## Summary

On September 17, 2019, Yu Darvish recorded eight consecutive strikeouts for the Chicago Cubs. It was clear that this was regarded by the broadcast crew as tremendously rare, and much historical context was given — including reference to the MLB record of ten consecutive strikeouts by Tom Seaver in 1970. Given that one of the most significant changes in baseball over the past several decades is the increase in strikeout rate, I was curious to find out how much more likely such an occurrence is today versus 50 years ago.

In the end, what I find is that baseball is currently in the midst of an era where the frequency of such events is increasing exponentially, and so looking back is bound to deceive. Finally, I show that the empirical data does fit this model fairly well, and if current trends continue this effect is about to become much more noticeable.

## Getting started

In order to find the expected rate of incidence, we first need to establish:

1. How many opportunities are there? I.e. for potential streak length X, a given pitcher in each game has [total batters faced - X] opportunities to begin such a streak

2. How likely is this streak to materialize?
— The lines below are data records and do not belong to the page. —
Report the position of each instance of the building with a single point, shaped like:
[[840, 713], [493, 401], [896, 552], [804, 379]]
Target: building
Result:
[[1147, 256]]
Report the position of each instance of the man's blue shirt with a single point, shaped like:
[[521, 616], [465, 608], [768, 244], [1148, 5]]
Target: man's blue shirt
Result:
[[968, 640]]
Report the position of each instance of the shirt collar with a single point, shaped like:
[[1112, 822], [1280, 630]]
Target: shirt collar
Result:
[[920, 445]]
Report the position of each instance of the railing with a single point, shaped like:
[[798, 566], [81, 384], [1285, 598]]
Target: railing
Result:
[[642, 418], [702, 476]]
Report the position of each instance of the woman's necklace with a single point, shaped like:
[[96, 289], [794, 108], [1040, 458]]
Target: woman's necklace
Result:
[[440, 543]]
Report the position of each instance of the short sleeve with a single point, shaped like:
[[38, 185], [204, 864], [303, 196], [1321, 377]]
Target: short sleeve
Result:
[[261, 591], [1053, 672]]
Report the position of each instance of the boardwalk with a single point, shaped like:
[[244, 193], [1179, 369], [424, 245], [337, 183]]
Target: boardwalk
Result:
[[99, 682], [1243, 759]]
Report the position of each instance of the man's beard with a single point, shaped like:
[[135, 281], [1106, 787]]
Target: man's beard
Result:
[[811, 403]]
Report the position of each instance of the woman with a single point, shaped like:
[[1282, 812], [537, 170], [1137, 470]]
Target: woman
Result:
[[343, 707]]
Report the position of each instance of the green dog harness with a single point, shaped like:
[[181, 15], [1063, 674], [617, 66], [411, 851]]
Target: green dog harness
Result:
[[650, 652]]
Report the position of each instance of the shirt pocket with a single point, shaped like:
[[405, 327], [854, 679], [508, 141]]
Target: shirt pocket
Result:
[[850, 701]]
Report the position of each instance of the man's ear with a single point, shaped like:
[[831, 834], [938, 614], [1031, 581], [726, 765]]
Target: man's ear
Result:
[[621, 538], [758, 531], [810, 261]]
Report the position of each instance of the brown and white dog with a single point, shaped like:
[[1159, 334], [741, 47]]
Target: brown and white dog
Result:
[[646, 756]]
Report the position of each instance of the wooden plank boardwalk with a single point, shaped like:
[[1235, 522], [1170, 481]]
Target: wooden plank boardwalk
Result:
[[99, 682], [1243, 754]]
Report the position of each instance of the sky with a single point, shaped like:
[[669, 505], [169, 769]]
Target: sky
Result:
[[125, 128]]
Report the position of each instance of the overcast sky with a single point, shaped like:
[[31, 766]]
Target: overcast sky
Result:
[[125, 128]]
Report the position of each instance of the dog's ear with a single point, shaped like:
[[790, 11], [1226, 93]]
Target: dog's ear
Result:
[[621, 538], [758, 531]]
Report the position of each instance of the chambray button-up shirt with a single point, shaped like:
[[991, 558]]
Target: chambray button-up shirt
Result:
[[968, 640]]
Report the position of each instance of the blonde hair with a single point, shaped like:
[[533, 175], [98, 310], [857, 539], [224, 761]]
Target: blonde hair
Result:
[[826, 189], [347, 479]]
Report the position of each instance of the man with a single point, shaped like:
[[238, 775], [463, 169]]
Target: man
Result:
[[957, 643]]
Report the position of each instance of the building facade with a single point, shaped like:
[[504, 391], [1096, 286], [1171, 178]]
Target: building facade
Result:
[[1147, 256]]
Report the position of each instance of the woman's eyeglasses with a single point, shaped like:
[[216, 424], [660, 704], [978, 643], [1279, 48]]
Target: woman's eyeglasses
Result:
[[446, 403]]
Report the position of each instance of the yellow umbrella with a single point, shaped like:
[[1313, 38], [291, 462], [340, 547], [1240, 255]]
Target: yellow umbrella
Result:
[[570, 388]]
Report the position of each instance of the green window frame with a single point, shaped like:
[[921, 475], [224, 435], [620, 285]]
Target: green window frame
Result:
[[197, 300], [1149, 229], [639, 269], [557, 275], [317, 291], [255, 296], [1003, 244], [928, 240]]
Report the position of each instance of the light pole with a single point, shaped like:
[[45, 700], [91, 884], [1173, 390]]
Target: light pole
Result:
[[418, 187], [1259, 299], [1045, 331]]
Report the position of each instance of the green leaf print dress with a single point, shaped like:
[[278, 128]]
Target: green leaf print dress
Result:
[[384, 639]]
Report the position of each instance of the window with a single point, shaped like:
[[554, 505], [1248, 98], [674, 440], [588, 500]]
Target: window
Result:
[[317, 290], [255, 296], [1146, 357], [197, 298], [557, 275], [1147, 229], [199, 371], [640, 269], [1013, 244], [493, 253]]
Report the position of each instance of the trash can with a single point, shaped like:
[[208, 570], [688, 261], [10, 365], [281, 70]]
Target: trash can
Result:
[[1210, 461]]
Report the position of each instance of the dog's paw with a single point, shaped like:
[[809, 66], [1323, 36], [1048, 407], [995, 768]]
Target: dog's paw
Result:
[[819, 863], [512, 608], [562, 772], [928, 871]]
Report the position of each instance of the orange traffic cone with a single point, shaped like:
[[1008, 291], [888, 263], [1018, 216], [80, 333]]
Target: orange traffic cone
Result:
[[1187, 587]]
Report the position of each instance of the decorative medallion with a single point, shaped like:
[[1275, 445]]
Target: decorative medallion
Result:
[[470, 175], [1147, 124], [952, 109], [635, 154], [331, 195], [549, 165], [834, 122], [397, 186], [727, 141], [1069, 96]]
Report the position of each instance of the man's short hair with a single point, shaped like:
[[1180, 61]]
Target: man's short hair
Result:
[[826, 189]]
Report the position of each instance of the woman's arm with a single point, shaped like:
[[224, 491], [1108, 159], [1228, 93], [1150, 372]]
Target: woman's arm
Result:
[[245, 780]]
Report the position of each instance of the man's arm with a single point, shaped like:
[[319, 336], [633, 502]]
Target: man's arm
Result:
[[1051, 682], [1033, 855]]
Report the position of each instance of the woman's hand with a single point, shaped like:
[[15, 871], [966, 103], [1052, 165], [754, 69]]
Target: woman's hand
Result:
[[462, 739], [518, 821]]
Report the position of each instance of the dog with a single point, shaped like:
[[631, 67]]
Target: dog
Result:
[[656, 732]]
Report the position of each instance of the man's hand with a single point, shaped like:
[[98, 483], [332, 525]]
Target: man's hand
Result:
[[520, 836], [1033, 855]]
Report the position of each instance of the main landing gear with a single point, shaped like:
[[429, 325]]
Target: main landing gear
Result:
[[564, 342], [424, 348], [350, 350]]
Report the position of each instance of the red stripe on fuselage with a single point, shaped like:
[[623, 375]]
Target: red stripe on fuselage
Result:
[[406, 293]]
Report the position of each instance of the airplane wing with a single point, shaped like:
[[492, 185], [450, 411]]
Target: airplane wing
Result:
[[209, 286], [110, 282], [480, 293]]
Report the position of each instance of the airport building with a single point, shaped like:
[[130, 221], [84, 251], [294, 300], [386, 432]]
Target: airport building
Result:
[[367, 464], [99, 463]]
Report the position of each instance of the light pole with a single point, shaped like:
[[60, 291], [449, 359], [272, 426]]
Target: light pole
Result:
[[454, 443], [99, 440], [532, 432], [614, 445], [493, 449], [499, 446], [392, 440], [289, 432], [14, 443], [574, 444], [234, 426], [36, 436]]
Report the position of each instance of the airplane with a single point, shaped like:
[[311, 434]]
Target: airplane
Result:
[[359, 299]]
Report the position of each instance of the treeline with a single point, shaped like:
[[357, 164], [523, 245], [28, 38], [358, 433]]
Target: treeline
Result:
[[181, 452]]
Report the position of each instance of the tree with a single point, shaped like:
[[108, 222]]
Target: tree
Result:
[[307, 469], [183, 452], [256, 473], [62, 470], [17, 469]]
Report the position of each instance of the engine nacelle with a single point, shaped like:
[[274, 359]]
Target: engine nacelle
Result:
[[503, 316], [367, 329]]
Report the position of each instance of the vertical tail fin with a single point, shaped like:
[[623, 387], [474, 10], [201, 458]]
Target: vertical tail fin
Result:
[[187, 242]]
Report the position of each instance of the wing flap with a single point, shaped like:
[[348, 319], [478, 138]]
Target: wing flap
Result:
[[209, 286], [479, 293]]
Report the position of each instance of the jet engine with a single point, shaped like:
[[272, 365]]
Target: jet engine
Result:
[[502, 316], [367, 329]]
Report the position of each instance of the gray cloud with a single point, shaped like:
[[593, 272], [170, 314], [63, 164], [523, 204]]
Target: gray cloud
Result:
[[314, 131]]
If our pitcher on average strikes out 25% of all batters he faces, the odds of striking out any string of eight batters in consecutive fashion is 0.25^8, or about 1 in 66,000.

To that end, it was easy enough to get FanGraphs to spit out a table of all the usual pitching stats, SP only, MLB-wide, by year since 1900.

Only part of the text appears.